Director and writer Christopher Nolan makes several bold decisions with his latest feature. Firstly the setting is one not really explored on the silver screen, after all the Battle for Dunkirk is not a victory for the allies but a retreat. There’s not a single cut away to stuffy smoke filled rooms with commanders making plans and arguing over tactics, which succeeds in making the audience feel most closely involved in the events. Nolan also chooses to never show a German solider on screen, which serves only to make them all the more threatening, when a Nazi plane flies over head there’s a sense of foreign terror on the soldiers faces and the audience feels this too.
While the movie is clearly split into three different arcs, there’s very little focus placed on either characters or more traditional plot developments. This will undoubtedly turn some viewers away, as there’s not really a central set of characters to keep you invested, but it’s a clear artistic decision from Nolan. This again reinforces the notion of meaningless death during war, many characters die but even the ones that feature throughout the movie aren’t known to the audience, they’re just another face in the thousands that tragically never got home from the Dunkirk beach.
This approach could well have been a disaster, without a fleshed out central character or deeper plot development it would have been easy for Nolan to have completely lost the audience’s attention halfway through. This is thankfully avoided due to the films wonderful pacing, clocking at comfortably under two hours (credits and all) there’s not time for the film’s structure to wear. Instead each scene feels like a small vignette and each one is consistently compelling.

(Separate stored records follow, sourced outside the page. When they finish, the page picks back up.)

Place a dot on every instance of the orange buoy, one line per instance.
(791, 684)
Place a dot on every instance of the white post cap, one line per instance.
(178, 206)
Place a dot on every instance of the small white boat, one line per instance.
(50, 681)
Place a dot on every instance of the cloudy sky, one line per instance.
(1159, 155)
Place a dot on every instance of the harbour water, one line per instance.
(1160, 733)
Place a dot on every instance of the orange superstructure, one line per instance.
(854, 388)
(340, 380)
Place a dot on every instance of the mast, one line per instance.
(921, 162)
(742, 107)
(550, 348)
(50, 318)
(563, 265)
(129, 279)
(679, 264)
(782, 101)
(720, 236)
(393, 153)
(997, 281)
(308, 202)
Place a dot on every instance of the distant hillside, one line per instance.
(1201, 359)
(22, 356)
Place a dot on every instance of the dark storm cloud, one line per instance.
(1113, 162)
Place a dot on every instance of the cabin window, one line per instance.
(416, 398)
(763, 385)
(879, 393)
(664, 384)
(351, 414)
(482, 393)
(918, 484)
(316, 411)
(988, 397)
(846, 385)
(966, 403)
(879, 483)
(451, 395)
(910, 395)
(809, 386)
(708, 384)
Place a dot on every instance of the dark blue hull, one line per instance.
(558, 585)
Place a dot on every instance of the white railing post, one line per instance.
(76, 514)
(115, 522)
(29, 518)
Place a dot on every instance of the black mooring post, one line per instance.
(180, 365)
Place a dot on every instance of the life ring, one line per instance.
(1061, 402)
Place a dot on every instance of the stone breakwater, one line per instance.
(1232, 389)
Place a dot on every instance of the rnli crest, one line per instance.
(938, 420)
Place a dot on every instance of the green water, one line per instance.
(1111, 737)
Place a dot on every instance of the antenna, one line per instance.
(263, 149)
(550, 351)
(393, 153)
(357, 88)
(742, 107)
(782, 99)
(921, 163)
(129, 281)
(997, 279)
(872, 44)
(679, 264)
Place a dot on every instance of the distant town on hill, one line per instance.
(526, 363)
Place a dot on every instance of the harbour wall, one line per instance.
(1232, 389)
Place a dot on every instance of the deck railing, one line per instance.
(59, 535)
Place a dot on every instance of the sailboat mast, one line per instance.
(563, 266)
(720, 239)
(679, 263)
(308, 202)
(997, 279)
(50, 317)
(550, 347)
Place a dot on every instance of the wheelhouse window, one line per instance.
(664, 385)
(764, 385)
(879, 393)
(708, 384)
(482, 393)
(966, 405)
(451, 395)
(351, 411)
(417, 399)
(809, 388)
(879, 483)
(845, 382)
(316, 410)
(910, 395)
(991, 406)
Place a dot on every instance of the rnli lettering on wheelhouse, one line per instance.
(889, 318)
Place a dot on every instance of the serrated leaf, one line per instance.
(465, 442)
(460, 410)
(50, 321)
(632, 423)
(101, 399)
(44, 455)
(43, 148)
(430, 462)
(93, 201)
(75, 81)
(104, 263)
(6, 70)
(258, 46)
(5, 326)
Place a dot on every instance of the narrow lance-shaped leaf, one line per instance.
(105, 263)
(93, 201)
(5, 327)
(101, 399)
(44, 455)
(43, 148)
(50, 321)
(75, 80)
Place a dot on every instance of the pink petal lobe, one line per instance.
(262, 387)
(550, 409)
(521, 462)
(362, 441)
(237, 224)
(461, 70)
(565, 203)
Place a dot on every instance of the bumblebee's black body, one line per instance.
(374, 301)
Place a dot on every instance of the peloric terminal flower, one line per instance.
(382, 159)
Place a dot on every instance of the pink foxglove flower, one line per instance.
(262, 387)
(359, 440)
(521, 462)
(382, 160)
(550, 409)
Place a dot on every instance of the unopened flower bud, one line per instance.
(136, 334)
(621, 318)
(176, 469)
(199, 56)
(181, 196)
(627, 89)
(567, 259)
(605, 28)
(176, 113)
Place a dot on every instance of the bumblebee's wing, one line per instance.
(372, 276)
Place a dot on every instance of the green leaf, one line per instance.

In a movie without an emphasis on characters a few members of the cast do stand out regardless. Mark Rylance, Kenneth Branagh and Cillian Murphy all play their parts wonderfully even if their talents are probably a bit underutilised. The big triumph of “Dunkirk” is the surprise casting of Harry Styles. There were more than a few eyebrows raised when the former boyband member was cast in a World War II movie but he’s excellent in his role as a British solider trying to get off the beach anyway he can. “Dunkirk” is not an actor’s movie, and the limited focus on dialogue and characters means that we have yet to see Styles’ true acting range but based on the evidence here I’m genuinely excited to see him take on future roles.

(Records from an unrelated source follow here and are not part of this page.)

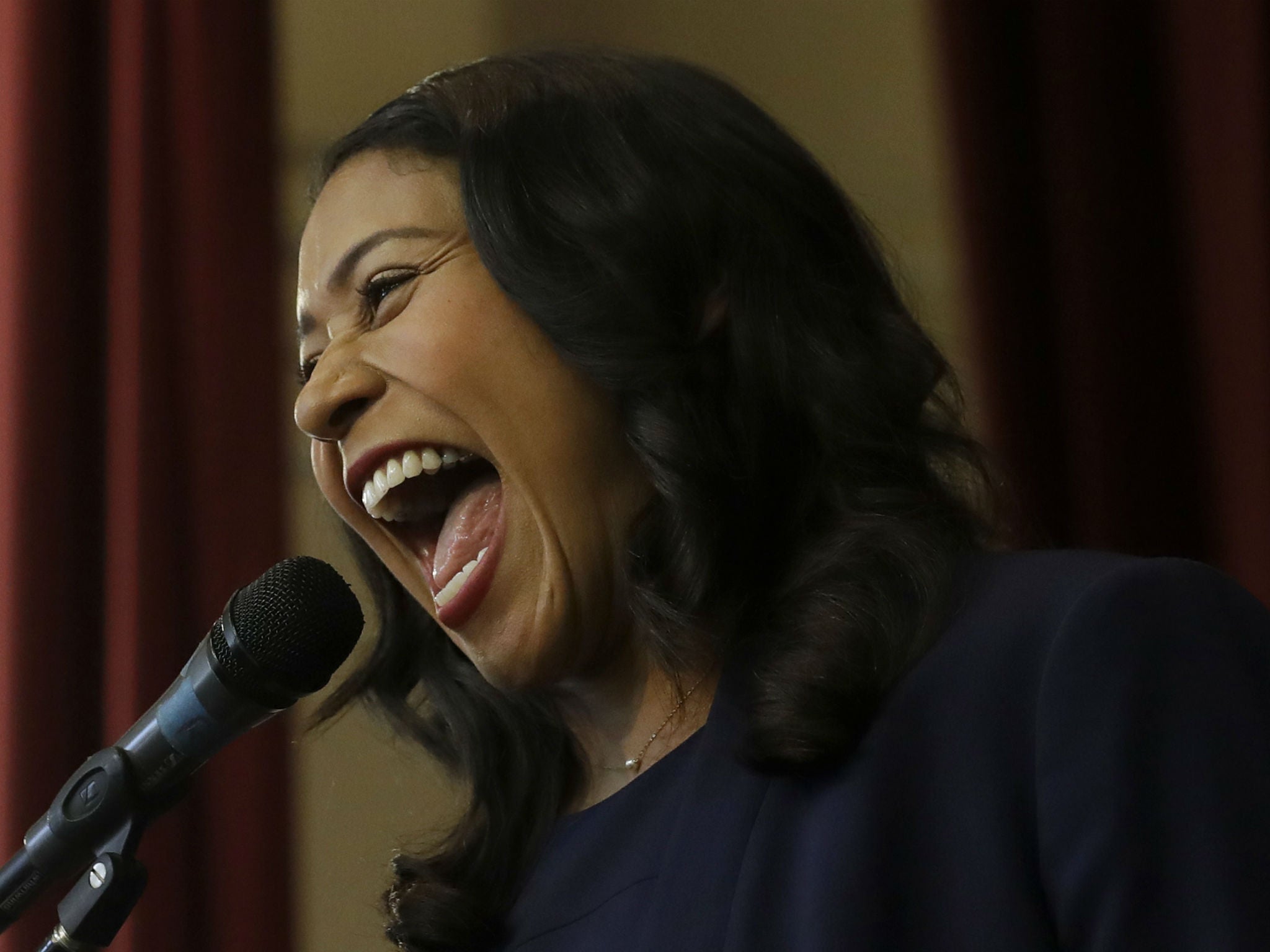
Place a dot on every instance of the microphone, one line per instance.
(280, 639)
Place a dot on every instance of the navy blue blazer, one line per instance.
(1082, 763)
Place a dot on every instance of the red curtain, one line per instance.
(141, 477)
(1114, 163)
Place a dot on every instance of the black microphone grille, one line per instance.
(298, 622)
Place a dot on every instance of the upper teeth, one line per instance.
(398, 470)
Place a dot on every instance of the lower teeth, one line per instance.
(451, 588)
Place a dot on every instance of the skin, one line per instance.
(445, 357)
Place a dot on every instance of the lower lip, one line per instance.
(468, 599)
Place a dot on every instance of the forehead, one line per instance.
(376, 192)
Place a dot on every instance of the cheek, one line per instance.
(329, 475)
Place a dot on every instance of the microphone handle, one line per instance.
(134, 781)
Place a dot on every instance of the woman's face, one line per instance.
(491, 479)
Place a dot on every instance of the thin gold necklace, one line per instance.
(636, 762)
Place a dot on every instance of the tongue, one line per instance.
(468, 530)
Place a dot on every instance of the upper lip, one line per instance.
(357, 472)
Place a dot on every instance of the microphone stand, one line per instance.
(97, 907)
(100, 808)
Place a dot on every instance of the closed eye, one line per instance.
(378, 288)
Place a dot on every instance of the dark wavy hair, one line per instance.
(814, 484)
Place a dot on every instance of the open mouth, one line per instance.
(446, 507)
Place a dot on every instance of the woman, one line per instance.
(687, 566)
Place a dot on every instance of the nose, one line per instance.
(340, 390)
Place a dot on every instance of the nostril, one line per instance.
(346, 413)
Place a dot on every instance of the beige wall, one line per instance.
(853, 79)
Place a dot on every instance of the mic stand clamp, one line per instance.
(97, 907)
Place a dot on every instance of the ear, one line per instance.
(713, 314)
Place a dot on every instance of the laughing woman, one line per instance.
(690, 571)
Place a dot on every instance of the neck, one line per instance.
(614, 716)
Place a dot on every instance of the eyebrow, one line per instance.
(342, 272)
(352, 257)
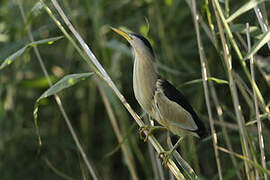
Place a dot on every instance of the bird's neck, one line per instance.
(144, 81)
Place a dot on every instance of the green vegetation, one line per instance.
(68, 112)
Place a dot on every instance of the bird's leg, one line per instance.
(165, 155)
(150, 129)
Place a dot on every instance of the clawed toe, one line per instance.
(150, 130)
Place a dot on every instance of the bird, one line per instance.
(158, 97)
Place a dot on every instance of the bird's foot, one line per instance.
(150, 130)
(165, 155)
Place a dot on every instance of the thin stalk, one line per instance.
(58, 100)
(205, 86)
(116, 130)
(223, 128)
(219, 14)
(237, 107)
(257, 113)
(94, 65)
(245, 159)
(261, 22)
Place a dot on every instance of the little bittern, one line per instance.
(159, 98)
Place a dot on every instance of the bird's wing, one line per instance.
(175, 108)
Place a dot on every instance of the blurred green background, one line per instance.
(172, 34)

Without a twisting narrative or complex characters to district the success of “Dunkirk” rests solely on Nolan’s directing abilities, and it’s no competition to say that this is his best made work to date. Between the tense claustrophobia of a sinking ship taking on water as men scramble to escape the hull to the heart pounding opening which sees British soldiers running through the streets of the French town as gunfire chases them each scene hits all the right notes. The sound design is especially noteworthy and the bombastic nature of the conflict is brought to life, “Dunkirk” is required viewing in a cinema setting and not anywhere else.

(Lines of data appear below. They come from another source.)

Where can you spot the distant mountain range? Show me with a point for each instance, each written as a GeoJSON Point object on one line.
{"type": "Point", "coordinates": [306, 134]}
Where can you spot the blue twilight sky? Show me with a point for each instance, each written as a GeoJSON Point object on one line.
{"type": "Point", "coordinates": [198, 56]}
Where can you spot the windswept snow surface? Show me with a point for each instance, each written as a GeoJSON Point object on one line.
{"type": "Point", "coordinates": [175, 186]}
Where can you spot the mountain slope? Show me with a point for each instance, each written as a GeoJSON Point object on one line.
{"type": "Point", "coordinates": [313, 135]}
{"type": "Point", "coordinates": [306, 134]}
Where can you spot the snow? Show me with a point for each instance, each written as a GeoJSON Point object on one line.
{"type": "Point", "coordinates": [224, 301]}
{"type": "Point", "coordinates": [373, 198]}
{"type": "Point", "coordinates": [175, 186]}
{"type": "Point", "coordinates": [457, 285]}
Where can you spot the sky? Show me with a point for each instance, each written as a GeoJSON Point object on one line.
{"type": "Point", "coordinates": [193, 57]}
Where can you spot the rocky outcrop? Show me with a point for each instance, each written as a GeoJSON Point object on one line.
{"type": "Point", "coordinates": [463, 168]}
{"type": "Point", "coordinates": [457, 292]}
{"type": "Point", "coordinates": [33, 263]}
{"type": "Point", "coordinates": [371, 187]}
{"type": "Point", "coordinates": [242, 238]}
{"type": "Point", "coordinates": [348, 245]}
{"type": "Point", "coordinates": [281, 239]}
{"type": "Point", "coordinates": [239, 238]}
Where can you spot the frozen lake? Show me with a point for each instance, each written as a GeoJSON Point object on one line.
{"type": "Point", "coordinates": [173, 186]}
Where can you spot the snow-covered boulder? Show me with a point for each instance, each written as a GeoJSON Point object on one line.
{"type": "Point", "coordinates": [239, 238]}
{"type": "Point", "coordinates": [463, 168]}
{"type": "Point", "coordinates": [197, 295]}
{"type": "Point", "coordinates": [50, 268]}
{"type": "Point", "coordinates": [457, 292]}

“Dunkirk” is Christopher Nolan’s most confident work to date, and there’s a strong argument to be made that it’s also his best. It can at times be a tough watch, scores of innocent men are killed and the pointless of all this death is hammered home with cold conviction but the film also stands as a testament to their bravery and their ultimate sacrifice. The term “instant classic” is thrown around a lot these days, far too much in fact, but with “Dunkirk” there is no better description, this is a movie that will watched and appreciated for decades to come and it’s utterly deserving of such a fate.